3. Cuaca dan juga Permasteran
Terkadang perbedaan cuaca yang tidak menentu dan pola perawatan sobat yang tidak BENAR, ini akan mengakibatkan Lovebird anda menjadi mudah sakit. Jika dalam hal pemasteran, anda bisa melakukannya terhadap lovebird muda. Caranya cukup mudah yaitu dengan menempelkan sangkar di dekat burung masteran. Lakukan pemasteran secara rutin, atau bisa juga setiap hari. Perlu diingat, pemesteran Lovebird sejak dini sangat memiliki pengaruh apalagi disaat ingin diikutsertakan kontes dan lomba burung. Nah, beberapa suara masteran yang baik untuk Lovebird antara lain, Cililin, Kenari, Belalang, Tengkek Buto, Cucak Jenggot, dan Ciblek Gunung.

4. Perawatan
Mandikan Lovebird pada pagi hari, dengan cara menyemprotkannya menggunakan spray. Lakukan pada sekitaran jam 7. Penjemuran pada lovebird juga perlu dilakukan. sobat bisa melakukan penjemuran selama kurang lebih 1 jam disaat matahari cerah. Buatlah Lovebird Anda merasa senyaman mungkin karena dengan membuat si burung nyaman, ini akan mempercepat proses perawatan lovebird rajin bunyi dan panjang.

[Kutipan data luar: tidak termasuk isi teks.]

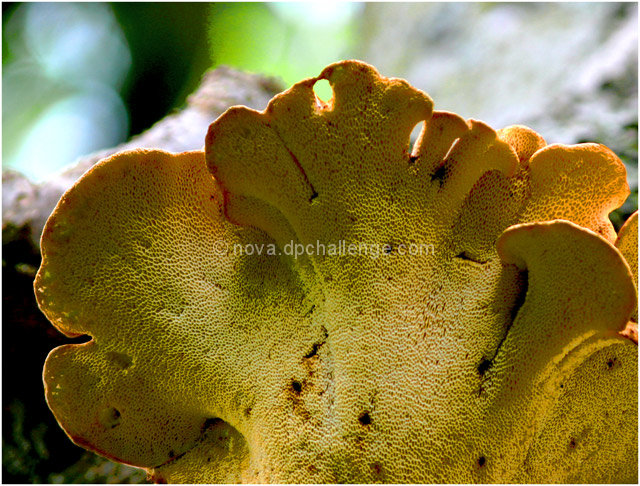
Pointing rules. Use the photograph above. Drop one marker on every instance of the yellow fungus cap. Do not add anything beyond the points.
(466, 337)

Mungkin ada sedikit perbedaan antara cara merawat lovebird harian dan merawat lovebird menjelang lomba agar juara. Dalam perawataan lovebird harian mungkin tidak serumit ketika ingin lomba. Karena menyiapkan burung yang ingin di perlombakan kita harus memperhatikan birahi agar pas dan mau ngekek panjang di gantangan.

Itulah artikel serta wawasan cara merawat lovebird rajin bunyi dan panjang. Yang harus ada ingat merawat lovebird harus konsisten, baik dan tidak gampang mudah menyerah.